Animal experiments using IF-α/β/γR KO C57BL/6 mice were performed at the National Institute of Infectious Diseases in Japan (NIID), in accordance with the guidelines for the care and use of laboratory animals at the NIID. The study was approved by the Animal Experiment Committee of the NIID (Ethics Committee Approval Number: 115064). Trained laboratory personnel performed the anesthesia of mice via i.p. injection of a mixture of medetomidine, midazolam, and butorphanol during viral inoculation and euthanasia by cervical dislocation.

Animal experiments using immunocompetent BALB/c mice were performed at Kobe University. The study was approved by the Animal Experiment Committee (Ethics Committee Approval Number: P180504). Trained laboratory personnel performed mice anesthesia via isoflurane inhalation during viral inoculation and euthanasia by cervical dislocation.

All the experiments were carried out in accordance with the ARRIVE guidelines (http://www.nc3rs.org.uk/page.asp?id=1357) and all relevant guidelines and regulations.

Hybridoma preparation

Approximately 5 ml of blood were obtained from one patient and the peripheral blood mononuclear cells were isolated by centrifugation using a Ficoll-Paque PLUS (GE Healthcare, Uppsala, Sweden). These cells were then fused with SPYMEG cells at a ratio of 10:1, to establish hybridomas, as described previously37,38.

Cell lines

The SPYMEG cells and established hybridomas were maintained in Dulbecco’s modified Eagle medium (DMEM) supplemented with 15% fetal bovine serum (FBS) and 3% BM-condimed (Sigma Aldrich, St. Louis, MO)18. Vero cells were cultured in Eagle’s minimum essential medium (MEM) supplemented with 10% FBS and 60 μg/ml kanamycin. C6/36 cells were cultured in MEM supplemented with 10% FBS, nonessential amino acids, and 60 μg/ml kanamycin. HEK-293 T cells were maintained in DMEM supplemented with 10% FBS. K562 erythroleukemia cells were cultivated in RPMI 1640 medium supplemented with 10% FBS, 100 units/ml penicillin, and 100 μg/ml streptomycin. FreeStyle 293-F cells (Invitrogen, Gaithersburg, MD) were cultured in FreeStyle 293 Expression Medium (Thermo Fisher Scientific, Waltham, MA).

Viruses

DENV-1 genotype I, DENV-2 cosmopolitan genotype, DENV-3 genotype I, and DENV-4 genotype II, which are typical isolates found in Surabaya, Indonesia, were used for the antibody characterization59,60. Sequence information is available upon request. In addition, the Mochizuki strain of DENV-1, NGC strain of DENV-2, H87 strain of DENV-3, H241 strain of DENV-4, and Nakayama strain of JEV were used as prototype viruses79. The DENV-3 strain P12/08, derived from patients infected with DENV-3 in Thailand in 2008, was used in the animal experiments56. Viruses were propagated in C6/36 cells and stored at − 80 °C until use.
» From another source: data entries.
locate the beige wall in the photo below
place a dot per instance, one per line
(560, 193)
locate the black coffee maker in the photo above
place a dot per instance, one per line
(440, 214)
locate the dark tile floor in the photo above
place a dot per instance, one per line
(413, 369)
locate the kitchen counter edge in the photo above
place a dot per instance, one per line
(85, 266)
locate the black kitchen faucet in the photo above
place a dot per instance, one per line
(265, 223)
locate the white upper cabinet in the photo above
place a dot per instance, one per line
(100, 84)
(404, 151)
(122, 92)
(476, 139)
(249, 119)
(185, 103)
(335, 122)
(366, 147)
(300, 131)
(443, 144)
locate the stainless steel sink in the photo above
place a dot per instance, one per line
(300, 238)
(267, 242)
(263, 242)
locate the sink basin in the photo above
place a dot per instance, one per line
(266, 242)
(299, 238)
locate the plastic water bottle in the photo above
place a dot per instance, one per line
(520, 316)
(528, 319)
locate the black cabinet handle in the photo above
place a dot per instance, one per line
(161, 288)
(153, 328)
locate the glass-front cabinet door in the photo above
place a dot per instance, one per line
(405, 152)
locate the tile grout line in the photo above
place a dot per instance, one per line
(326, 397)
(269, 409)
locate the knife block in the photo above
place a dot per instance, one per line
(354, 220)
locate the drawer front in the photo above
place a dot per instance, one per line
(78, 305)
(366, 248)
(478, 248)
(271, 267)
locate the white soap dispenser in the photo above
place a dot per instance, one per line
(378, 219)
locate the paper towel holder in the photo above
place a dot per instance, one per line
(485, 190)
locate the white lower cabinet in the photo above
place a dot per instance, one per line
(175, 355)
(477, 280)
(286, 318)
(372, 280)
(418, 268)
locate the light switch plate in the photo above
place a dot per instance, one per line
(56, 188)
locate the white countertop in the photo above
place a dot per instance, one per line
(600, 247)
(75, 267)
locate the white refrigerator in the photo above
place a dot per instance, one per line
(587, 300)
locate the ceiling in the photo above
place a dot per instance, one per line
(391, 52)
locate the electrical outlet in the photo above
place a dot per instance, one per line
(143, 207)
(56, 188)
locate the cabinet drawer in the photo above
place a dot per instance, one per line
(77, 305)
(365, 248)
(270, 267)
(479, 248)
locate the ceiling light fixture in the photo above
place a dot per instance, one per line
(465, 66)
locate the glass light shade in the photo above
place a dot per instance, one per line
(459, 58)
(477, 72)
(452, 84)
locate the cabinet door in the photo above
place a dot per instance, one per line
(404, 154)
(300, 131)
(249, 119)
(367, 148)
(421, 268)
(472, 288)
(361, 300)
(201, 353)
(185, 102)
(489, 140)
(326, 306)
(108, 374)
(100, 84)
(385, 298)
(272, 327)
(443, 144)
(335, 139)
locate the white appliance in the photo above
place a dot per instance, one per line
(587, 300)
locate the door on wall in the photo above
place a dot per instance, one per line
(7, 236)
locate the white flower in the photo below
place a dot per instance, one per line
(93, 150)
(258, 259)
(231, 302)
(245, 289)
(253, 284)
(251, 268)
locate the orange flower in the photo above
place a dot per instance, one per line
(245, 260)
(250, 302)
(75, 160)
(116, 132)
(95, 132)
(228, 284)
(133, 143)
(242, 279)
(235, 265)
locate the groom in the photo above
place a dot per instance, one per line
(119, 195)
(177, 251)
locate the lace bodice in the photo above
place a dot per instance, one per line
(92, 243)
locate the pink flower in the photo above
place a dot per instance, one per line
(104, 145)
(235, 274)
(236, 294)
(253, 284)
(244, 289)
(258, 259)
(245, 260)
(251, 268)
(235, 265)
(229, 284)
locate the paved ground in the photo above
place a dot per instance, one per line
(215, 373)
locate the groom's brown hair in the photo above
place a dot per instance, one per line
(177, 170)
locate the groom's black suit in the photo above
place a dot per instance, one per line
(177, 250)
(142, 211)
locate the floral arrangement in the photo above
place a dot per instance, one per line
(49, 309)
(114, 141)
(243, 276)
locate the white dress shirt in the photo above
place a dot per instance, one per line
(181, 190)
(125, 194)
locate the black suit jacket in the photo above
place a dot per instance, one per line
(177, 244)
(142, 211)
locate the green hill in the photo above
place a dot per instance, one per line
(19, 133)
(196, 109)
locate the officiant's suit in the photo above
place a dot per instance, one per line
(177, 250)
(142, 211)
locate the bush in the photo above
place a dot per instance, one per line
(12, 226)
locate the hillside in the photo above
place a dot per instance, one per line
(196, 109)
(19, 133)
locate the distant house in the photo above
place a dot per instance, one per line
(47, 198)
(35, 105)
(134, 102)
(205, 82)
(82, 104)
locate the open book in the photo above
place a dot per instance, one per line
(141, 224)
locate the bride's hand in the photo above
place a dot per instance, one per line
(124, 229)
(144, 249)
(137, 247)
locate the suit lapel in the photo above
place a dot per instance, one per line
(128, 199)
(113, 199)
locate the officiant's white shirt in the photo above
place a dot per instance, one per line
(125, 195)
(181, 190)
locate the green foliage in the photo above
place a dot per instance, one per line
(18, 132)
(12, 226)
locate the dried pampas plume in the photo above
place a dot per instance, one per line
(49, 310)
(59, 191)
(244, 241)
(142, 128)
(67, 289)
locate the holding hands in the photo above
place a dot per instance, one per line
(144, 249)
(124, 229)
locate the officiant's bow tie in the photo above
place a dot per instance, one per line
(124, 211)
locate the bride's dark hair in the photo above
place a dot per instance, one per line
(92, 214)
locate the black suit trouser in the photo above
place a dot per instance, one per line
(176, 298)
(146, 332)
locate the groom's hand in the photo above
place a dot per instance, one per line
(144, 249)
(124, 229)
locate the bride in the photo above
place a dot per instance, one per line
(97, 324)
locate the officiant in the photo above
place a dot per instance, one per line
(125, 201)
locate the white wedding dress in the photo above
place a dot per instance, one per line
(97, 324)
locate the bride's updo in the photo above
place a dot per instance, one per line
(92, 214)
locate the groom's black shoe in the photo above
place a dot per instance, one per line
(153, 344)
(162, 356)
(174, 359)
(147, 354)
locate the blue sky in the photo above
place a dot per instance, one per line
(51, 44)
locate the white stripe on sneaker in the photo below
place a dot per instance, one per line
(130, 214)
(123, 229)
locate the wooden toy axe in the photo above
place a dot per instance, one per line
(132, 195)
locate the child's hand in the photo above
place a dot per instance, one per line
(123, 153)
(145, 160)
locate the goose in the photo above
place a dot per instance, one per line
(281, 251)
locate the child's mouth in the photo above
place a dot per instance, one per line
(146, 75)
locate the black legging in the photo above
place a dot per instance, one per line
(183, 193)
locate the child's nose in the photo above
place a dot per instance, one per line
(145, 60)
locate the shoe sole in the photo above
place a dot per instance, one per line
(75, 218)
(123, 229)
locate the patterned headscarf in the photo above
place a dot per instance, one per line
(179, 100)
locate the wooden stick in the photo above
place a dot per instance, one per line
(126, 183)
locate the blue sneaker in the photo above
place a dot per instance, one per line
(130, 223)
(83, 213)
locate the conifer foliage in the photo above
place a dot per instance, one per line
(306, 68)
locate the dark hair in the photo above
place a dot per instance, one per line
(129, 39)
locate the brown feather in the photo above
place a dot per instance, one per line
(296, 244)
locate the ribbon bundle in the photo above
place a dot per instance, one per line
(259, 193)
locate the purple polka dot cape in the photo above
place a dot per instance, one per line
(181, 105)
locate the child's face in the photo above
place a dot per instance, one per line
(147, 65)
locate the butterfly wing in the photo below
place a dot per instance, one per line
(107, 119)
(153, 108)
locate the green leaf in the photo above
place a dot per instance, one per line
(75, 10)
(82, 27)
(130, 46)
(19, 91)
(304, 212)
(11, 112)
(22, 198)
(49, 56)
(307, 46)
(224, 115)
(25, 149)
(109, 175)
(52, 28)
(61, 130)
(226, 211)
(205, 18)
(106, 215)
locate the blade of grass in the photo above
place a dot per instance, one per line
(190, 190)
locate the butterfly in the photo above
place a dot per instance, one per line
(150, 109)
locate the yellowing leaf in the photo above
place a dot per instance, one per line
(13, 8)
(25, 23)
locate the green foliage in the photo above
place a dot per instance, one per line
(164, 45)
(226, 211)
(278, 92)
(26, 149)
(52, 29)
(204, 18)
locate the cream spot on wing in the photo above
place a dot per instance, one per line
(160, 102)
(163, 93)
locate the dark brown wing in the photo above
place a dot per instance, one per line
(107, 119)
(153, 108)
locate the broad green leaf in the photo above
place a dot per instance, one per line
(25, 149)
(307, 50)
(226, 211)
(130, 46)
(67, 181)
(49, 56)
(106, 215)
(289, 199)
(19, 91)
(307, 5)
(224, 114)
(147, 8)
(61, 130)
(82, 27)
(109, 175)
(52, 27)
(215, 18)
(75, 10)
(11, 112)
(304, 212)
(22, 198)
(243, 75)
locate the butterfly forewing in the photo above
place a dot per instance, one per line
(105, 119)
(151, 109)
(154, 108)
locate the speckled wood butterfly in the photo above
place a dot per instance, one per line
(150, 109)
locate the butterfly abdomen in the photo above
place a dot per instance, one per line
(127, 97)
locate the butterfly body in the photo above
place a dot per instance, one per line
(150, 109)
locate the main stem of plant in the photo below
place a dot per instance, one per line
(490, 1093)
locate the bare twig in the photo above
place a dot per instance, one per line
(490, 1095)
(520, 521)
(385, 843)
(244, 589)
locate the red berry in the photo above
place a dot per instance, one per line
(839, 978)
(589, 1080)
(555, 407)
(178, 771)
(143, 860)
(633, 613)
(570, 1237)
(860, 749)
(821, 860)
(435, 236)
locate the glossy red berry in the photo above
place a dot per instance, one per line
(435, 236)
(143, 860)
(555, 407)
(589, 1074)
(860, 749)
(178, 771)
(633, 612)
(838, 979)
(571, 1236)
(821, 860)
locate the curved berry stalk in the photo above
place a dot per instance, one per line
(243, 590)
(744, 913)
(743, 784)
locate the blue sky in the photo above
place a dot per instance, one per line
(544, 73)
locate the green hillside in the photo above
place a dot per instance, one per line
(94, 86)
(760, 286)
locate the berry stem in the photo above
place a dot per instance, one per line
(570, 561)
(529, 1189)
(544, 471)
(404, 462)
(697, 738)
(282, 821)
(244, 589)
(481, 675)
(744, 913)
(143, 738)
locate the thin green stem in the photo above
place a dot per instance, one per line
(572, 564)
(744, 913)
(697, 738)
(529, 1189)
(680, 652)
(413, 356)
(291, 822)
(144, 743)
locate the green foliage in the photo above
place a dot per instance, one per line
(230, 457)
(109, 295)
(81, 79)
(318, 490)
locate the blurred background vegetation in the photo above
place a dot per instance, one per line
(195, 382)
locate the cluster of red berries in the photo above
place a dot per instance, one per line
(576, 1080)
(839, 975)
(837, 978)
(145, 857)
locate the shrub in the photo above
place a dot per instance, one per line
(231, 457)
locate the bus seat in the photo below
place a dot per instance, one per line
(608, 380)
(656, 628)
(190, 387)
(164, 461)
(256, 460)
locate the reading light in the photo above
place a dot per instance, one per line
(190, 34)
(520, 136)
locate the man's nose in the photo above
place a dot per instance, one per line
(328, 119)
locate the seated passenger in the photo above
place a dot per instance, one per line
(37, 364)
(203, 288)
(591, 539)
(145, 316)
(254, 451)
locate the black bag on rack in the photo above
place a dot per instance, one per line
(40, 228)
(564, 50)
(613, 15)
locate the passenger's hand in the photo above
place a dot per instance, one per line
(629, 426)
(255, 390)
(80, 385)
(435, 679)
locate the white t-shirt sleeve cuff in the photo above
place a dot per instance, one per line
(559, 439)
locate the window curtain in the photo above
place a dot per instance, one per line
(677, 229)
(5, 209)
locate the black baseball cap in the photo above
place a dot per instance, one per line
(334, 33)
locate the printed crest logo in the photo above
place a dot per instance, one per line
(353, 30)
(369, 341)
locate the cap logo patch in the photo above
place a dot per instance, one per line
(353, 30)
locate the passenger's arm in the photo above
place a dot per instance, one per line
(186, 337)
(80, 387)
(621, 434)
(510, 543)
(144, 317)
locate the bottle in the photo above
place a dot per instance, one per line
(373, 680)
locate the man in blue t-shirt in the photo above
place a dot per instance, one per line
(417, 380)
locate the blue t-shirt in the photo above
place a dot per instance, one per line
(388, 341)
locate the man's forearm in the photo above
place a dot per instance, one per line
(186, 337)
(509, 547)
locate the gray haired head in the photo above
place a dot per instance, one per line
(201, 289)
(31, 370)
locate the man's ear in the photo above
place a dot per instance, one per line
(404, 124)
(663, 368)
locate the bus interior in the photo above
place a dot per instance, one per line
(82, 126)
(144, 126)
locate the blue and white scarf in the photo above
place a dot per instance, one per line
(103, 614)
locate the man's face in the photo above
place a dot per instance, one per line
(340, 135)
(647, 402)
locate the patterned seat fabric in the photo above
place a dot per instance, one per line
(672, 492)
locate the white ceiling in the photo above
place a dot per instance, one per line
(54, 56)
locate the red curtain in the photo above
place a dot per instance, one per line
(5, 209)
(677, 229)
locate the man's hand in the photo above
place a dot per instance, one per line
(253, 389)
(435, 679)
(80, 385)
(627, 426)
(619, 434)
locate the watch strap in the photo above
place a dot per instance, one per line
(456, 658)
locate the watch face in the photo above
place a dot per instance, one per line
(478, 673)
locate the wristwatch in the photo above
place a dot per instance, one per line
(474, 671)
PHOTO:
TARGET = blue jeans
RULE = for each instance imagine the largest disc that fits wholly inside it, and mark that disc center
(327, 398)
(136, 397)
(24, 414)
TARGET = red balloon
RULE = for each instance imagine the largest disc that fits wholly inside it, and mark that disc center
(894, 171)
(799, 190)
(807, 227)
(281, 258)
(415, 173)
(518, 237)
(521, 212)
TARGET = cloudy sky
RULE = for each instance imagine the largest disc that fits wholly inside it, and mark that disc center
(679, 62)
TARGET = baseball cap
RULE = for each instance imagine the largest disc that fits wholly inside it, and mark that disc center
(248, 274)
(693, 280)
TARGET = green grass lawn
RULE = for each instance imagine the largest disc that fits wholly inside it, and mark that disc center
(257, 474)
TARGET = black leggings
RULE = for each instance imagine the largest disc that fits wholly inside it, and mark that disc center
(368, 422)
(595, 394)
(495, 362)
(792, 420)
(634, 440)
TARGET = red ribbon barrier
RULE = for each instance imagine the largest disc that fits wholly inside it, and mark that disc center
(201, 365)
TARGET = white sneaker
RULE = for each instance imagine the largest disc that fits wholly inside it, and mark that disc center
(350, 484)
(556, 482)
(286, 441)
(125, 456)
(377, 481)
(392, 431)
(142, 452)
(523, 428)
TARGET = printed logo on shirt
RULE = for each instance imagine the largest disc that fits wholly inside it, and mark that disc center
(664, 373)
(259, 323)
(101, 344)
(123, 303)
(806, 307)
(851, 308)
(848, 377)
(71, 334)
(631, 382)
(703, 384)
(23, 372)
Hybridoma screening by ELISA

Rabbit serum immunized with the DENV-2 NGC strain was coated onto Nunc Maxisorp ELISA plates (Thermo Fisher Scientific, Waltham, MA). Then, the DENV-2 Indonesian strain (inactivated with Tween 20), hybridoma culture (or DMEM as a negative control), alkaline phosphatase (AP) conjugated anti-human IgG (Abcam, Canbridge, UK), and p-nitrophenyl phosphate (PNPP) (Nacalaitesque, Kyoto, Japan) were serially incubated, and the absorbance was measured at 415 nm. The wells showing higher values than the average + 3SD of the negative controls were considered to be positive.

Isotyping and quantification of HuMAbs

HuMAbs were isotyped using anti-human IgG1, IgG2, IgG3, or IgG4 by ELISA (Abcam, Canbridge, UK). HuMAbs were coated onto the ELISA plates. Then, murine anti-human IgG (anti-IgG1, IgG2, IgG3, or IgG4), AP-conjugated anti-mouse IgG, and PNPP were serially incubated, and the absorbance was measured at 415 nm. The subclass of each HuMAb was determined following the targeted identification of the first antibody’s subclass, which showed the highest value among IgG1 to IgG4. Human IgG was quantified using a Human IgG Quantification kit (RD Biotech, Besançon, France).

Preparation of single-round infectious particles

pCMV-JErep-fullC, a pcDNA3 plasmid containing JEV genes encoding the whole C and all the NS proteins, was transfected into 293 T cells with a prM-E expression plasmid of the WNV NY99 strain or ZIKV MR776 strain, to prepare SRIPs40,41. The culture media containing the SRIPs were harvested 3 days post-transfection. The harvested SRIPs were subjected to neutralization tests.

Antibodies and immunized serum

D1-4G2 (anti-E protein, cross-reactive to the flavivirus group; American Type Culture Collection, Manassas, VA) and JE-2D5 (anti-JEV-NS1 protein) were used to detect virus-infected and SRIP-infected cells, respectively (see below)40. Two mouse monoclonal antibodies, 7F4 (targeting the central part of DII) and 15C12 (targeting the A strand of DIII), were used for the competition ELISA20.

In addition, a mouse polyclonal antibody against DENV-2 (immunized mouse serum) was used for the competition ADE assay. Six-week old BALB/c mice were immunized three times with 100 μg of DNA vaccine (prM-E protein expression plasmid) intratibially, at two-week intervals78. Blood samples were collected one week after the third immunization.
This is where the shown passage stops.